The complaint with the state Employee Relations Board alleged that the district engaged in bad-faith bargaining in 2011 when it imposed a final contract offer on the classified employees after months of bargaining.
"We're very pleased with the decision," said Cindy Drought, a field representative for the Oregon School Employees Association's Medford chapter.
Facing an $11 million budget shortfall in the spring of 2011, the district asked each employee group to cut costs by 8 percent, beginning an expedited bargaining period with classified employees.
In October 2011, after months of failed negotiations between the district and classified staff, the district gained the right under expedited bargaining to legally impose its final contract offer on the employees, putting in place a new contract with several cuts.
Among the changes was that the employees were required to contribute 6 percent of wages to their Public Employee Retirement System accounts.

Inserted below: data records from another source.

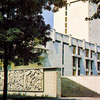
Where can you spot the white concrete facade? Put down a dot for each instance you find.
(74, 56)
(77, 26)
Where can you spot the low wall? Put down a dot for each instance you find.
(91, 82)
(34, 82)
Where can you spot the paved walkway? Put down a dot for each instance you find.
(80, 98)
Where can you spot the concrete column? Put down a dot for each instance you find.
(76, 66)
(95, 47)
(53, 35)
(83, 44)
(77, 47)
(89, 67)
(70, 40)
(89, 51)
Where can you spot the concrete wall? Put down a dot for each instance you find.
(51, 84)
(77, 26)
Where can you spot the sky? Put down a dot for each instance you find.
(48, 17)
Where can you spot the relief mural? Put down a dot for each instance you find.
(24, 80)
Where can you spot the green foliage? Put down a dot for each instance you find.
(22, 27)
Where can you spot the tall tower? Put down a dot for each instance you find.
(71, 20)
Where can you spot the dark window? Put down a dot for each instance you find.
(63, 53)
(87, 53)
(74, 49)
(78, 72)
(79, 50)
(87, 64)
(74, 72)
(62, 71)
(79, 62)
(87, 73)
(74, 61)
(91, 65)
(98, 65)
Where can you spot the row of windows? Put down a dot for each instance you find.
(86, 52)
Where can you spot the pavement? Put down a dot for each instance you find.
(79, 98)
(66, 98)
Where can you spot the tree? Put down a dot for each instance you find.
(21, 28)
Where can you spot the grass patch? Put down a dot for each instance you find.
(70, 88)
(25, 97)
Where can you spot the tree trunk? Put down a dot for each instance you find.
(5, 74)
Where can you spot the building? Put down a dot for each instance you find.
(75, 41)
(74, 56)
(71, 20)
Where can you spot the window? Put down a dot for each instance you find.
(78, 72)
(74, 61)
(74, 49)
(0, 67)
(98, 56)
(74, 72)
(91, 73)
(91, 53)
(65, 19)
(87, 52)
(65, 13)
(65, 25)
(63, 53)
(65, 30)
(87, 64)
(91, 65)
(87, 72)
(62, 71)
(66, 8)
(79, 49)
(98, 66)
(79, 62)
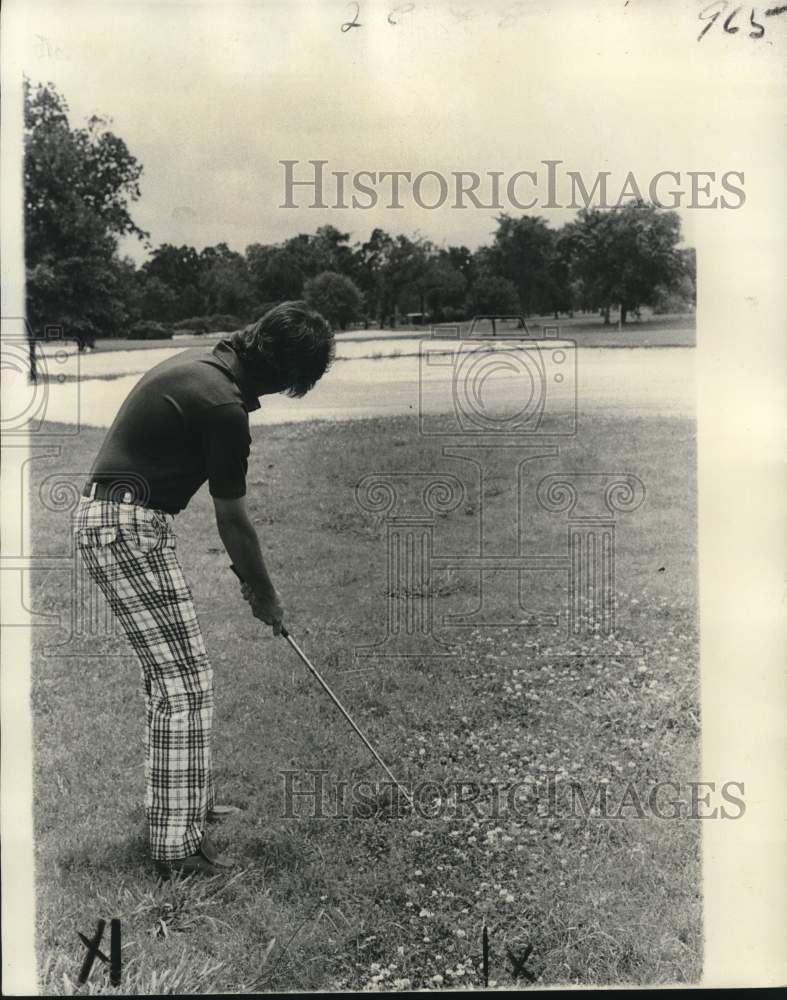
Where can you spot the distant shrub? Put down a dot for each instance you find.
(216, 323)
(223, 323)
(147, 329)
(196, 324)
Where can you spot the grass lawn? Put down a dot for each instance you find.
(385, 901)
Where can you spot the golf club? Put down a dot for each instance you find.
(336, 702)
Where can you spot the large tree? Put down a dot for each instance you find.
(78, 183)
(622, 256)
(524, 251)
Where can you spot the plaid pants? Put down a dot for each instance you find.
(130, 553)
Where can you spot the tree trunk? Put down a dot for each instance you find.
(31, 347)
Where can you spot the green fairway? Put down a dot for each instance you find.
(381, 902)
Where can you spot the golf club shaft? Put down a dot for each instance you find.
(313, 670)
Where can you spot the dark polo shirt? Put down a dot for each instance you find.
(186, 421)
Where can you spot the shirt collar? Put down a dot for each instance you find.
(225, 354)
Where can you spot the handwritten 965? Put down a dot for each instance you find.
(736, 20)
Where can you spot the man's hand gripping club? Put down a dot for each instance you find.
(243, 547)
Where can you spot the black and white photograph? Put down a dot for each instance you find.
(393, 522)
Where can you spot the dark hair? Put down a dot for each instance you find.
(291, 345)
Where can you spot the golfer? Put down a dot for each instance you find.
(184, 423)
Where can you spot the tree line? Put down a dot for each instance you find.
(80, 183)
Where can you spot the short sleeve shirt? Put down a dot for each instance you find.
(186, 422)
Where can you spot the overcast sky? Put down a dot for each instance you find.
(210, 97)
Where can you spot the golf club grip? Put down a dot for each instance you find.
(284, 631)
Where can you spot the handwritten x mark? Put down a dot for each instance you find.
(518, 964)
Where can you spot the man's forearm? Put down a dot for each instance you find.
(243, 547)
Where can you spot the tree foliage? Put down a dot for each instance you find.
(80, 184)
(336, 296)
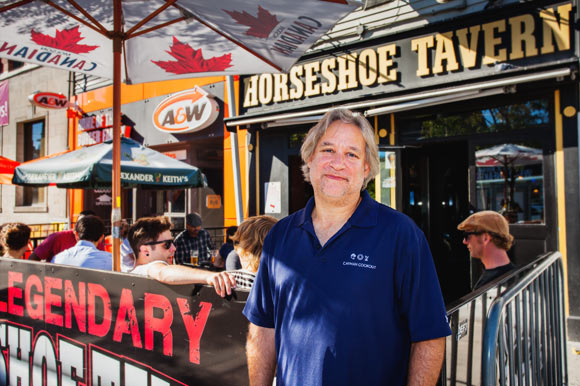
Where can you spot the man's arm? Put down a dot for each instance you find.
(223, 282)
(425, 362)
(261, 355)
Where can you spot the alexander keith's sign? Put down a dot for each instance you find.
(460, 52)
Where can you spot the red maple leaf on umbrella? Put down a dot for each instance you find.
(66, 40)
(260, 26)
(190, 60)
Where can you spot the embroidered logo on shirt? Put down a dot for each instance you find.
(359, 260)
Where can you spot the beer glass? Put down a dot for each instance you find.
(195, 257)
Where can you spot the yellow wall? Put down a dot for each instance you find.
(229, 192)
(103, 99)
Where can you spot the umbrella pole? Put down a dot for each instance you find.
(116, 175)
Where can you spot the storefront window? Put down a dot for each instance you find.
(510, 180)
(32, 146)
(386, 188)
(525, 115)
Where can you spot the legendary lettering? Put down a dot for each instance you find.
(88, 308)
(47, 360)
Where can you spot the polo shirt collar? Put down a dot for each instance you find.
(365, 215)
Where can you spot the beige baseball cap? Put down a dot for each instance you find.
(487, 221)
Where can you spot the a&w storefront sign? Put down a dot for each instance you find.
(186, 112)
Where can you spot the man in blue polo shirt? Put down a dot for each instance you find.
(346, 292)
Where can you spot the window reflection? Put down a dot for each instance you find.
(387, 178)
(510, 180)
(525, 115)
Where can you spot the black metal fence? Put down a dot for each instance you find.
(511, 331)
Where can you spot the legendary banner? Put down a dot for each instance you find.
(68, 326)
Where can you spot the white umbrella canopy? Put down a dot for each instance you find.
(165, 39)
(508, 154)
(152, 40)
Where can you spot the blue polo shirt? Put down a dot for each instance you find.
(347, 313)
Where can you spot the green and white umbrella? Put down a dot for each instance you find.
(91, 167)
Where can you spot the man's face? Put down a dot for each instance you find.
(193, 231)
(474, 244)
(159, 252)
(338, 165)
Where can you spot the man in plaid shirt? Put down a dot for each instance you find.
(193, 238)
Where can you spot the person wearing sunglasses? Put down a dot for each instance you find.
(153, 245)
(90, 232)
(487, 236)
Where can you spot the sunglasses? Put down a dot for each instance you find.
(467, 234)
(166, 243)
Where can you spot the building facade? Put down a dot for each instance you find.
(151, 115)
(32, 132)
(474, 105)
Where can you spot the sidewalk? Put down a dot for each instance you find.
(573, 363)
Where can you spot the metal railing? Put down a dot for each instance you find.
(470, 319)
(525, 334)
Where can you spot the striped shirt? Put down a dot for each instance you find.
(244, 279)
(185, 244)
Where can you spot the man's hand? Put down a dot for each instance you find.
(223, 283)
(425, 362)
(261, 355)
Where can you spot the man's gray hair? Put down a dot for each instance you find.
(346, 116)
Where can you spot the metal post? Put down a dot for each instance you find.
(116, 172)
(235, 155)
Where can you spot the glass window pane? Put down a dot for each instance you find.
(387, 178)
(34, 146)
(510, 180)
(528, 115)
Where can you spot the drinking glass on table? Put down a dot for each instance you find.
(195, 257)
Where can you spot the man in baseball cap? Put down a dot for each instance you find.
(193, 238)
(486, 234)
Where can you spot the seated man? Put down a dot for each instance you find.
(151, 241)
(193, 239)
(14, 239)
(248, 242)
(90, 232)
(59, 241)
(487, 236)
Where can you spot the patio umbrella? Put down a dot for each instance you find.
(7, 170)
(90, 168)
(508, 156)
(160, 40)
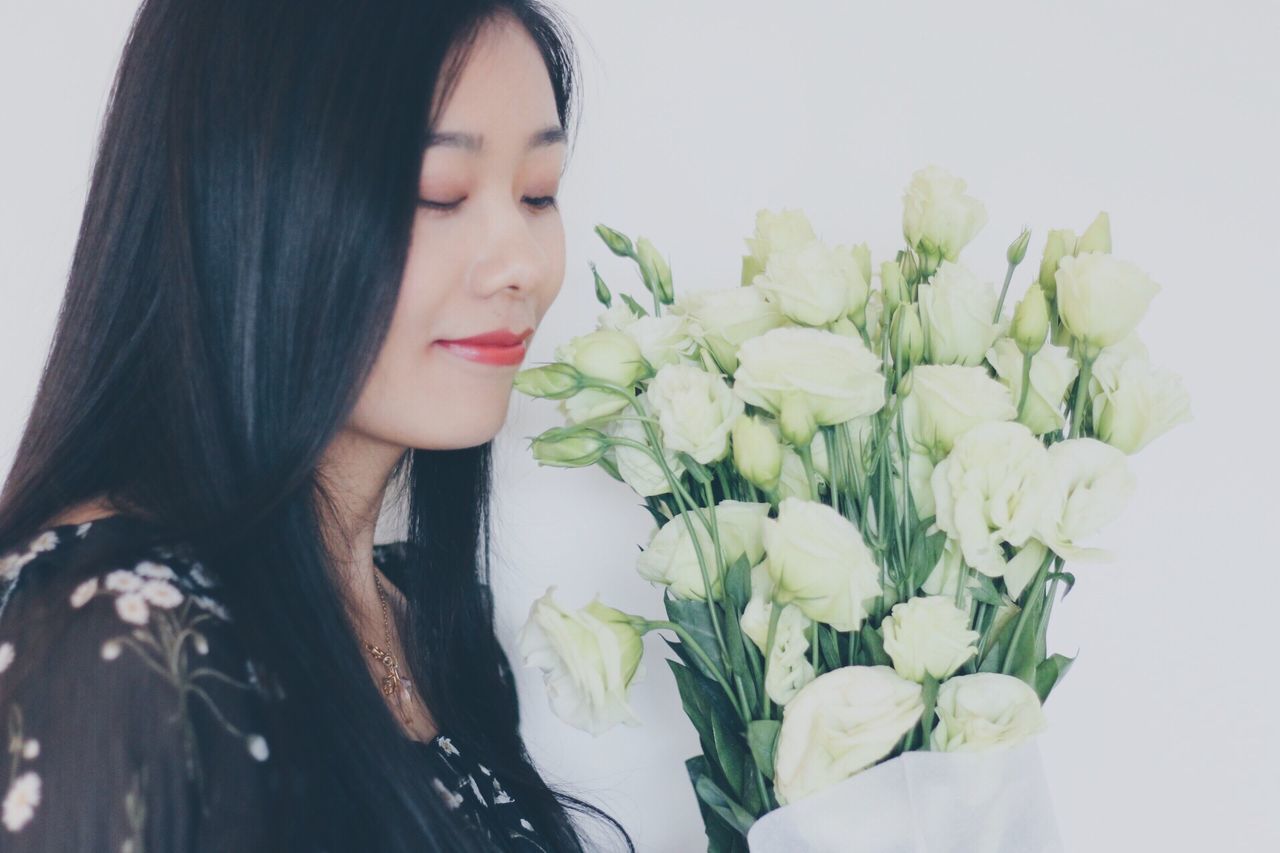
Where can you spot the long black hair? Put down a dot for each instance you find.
(237, 267)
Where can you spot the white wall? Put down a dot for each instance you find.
(696, 114)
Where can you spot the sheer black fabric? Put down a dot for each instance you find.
(133, 719)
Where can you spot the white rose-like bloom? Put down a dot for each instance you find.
(696, 410)
(819, 562)
(837, 377)
(778, 231)
(1092, 483)
(639, 469)
(947, 400)
(789, 667)
(721, 320)
(984, 711)
(839, 724)
(1133, 401)
(671, 559)
(928, 634)
(589, 657)
(1101, 297)
(812, 284)
(937, 213)
(1052, 373)
(956, 310)
(992, 488)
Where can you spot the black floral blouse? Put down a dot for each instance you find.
(132, 720)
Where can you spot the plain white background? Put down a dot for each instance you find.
(698, 114)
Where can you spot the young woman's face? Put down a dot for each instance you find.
(487, 254)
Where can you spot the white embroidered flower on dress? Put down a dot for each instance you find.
(160, 593)
(19, 803)
(82, 593)
(123, 580)
(132, 607)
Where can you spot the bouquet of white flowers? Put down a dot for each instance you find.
(864, 496)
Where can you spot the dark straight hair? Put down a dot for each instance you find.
(237, 267)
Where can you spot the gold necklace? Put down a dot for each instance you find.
(393, 683)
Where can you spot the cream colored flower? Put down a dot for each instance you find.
(946, 401)
(1100, 297)
(984, 711)
(928, 635)
(819, 562)
(937, 217)
(839, 724)
(992, 488)
(956, 310)
(1052, 373)
(696, 411)
(589, 657)
(789, 666)
(835, 377)
(672, 560)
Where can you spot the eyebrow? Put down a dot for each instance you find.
(549, 135)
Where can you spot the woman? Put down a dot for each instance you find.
(295, 208)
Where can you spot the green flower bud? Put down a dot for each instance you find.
(617, 242)
(570, 446)
(602, 290)
(1031, 320)
(556, 381)
(757, 454)
(1018, 249)
(654, 270)
(1059, 243)
(1097, 236)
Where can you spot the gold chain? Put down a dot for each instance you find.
(393, 683)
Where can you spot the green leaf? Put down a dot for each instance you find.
(762, 735)
(1050, 673)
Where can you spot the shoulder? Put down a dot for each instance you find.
(122, 675)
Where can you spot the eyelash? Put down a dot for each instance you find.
(545, 203)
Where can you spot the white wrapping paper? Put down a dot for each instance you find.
(996, 801)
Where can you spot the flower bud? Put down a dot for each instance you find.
(656, 270)
(1031, 320)
(617, 242)
(1097, 236)
(570, 446)
(1018, 249)
(602, 290)
(1059, 243)
(757, 454)
(556, 381)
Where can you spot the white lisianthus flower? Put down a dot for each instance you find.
(1092, 483)
(696, 411)
(1101, 299)
(956, 310)
(789, 666)
(839, 724)
(589, 657)
(984, 711)
(1133, 401)
(812, 284)
(638, 468)
(947, 400)
(1052, 373)
(937, 217)
(777, 232)
(835, 377)
(721, 320)
(819, 562)
(992, 488)
(928, 635)
(671, 557)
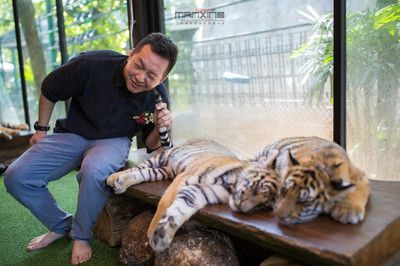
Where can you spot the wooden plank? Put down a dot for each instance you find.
(324, 240)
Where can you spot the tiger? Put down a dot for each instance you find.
(203, 173)
(317, 177)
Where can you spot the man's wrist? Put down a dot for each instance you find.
(38, 127)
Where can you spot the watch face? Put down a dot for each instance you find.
(41, 128)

Drought said that during negotiations, the district had proposed that the PERS pickup would last only through June 2012, but when the contract was imposed in October, it stated the PERS pickup would last until a new contract was settled.
By changing this condition of the contract, the district engaged in regressive bargaining, Drought said.
Drought said an administrative law judge has given a proposed order that asks the district to cease and desist the bad-faith bargaining and post a notice in all district work sites admitting wrongdoing.
A second claim alleging that the administration sent out a misleading email during the bargaining process was thrown out by the judge, Drought said.
"The bargaining team had a very difficult time in 2011," Drought said. "The district imposing the contract, it had a horrendous effect on classified employees."
Drought said the district will have an opportunity to appeal the order, and she expected to learn more about the proposed order this week.
The judge's decision is only a proposed order and not final, Drought said.
Superintendent Phil Long declined to comment on the order, except to say that it was only preliminary.
"It was a preliminary order and we're still working through it until we have a resolution," said Long.
Since the contract was imposed, the classified union and the district returned to the bargaining table last April, settling a new contract in December.
As part of the new contract, classified employees continued the 6 percent PERS pickup.